Aymeri est scolarisé dans une école hors contrat à petits effectifs à Toulon. C’est la seule école qui accepte de moduler son enseignement et ses horaires en fonction des difficultés spécifiques de notre garçon.
Aymeri est un garçon de 9 ans, qui a eu une septicémie généralisée à la naissance à la maternité, avant son adoption. Il a des séquelles neurologiques en ce qui concerne la motricité fine, la perception dans l’espace, et une très grande fragilité intestinale qui génère des crises convulsives, traitées par un médicament neuroleptique aux effets secondaires lourds.

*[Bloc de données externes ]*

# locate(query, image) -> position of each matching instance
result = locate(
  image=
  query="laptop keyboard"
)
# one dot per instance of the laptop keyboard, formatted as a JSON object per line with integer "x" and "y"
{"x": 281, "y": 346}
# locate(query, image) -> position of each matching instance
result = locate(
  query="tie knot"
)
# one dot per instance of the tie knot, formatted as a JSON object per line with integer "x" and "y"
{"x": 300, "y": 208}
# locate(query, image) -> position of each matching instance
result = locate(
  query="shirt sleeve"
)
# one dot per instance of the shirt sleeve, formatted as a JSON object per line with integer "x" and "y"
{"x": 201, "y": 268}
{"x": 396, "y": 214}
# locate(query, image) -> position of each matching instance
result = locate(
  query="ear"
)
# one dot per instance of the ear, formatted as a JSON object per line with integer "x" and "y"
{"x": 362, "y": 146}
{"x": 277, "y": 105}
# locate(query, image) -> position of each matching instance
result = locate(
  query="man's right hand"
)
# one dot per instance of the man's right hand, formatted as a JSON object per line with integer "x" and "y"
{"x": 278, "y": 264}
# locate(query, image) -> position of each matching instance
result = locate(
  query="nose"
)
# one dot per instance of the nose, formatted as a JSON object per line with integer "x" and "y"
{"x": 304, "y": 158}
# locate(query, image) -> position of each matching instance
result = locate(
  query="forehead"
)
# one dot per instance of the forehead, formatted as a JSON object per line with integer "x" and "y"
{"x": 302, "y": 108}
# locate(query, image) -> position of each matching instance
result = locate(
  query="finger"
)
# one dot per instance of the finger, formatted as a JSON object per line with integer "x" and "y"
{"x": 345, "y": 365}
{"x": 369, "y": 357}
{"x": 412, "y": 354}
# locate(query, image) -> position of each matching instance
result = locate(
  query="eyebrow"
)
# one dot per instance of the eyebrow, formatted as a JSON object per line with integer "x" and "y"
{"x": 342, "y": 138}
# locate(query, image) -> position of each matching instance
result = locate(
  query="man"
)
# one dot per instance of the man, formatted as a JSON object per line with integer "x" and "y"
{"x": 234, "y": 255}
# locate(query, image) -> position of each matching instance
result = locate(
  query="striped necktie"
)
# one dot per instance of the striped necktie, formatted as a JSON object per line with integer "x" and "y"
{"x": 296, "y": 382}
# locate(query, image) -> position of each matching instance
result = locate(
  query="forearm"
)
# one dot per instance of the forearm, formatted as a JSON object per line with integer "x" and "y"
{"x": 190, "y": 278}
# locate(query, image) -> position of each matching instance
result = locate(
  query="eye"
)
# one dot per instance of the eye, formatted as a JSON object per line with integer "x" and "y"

Aymeri doit notamment se reposer entre 10h et 12h, et rattraper ensuite tout ce qu’il n’a pas pu apprendre en même temps que les autres. Il est très volontaire mais a des difficultés à se repérer dans l’espace, dans les textes, dans les consignes… Il doit être guidé mais il progresse. A le demande de l’école, nous avons dû mettre en place une AVS, d’abord quelques heures par semaine, puis un mi-temps, et probablement l’an prochain un temps plein.
Nous avons jusqu’à ce jour évité de faire les démarches MDPH pour ne pas lui ajouter cette casquette ‘handicap’, stigmatisante malgré tout ce que l’on peut exprimer comme intentions positives à ce sujet. Des casquettes lourdes à porter, il en a eu son lot, dont la mise à l’écart par certaines maîtresses, dans les écoles précédentes… ! Ses difficultés ne se voient que peu hors du travail scolaire, et il veut vivre comme les autres enfants.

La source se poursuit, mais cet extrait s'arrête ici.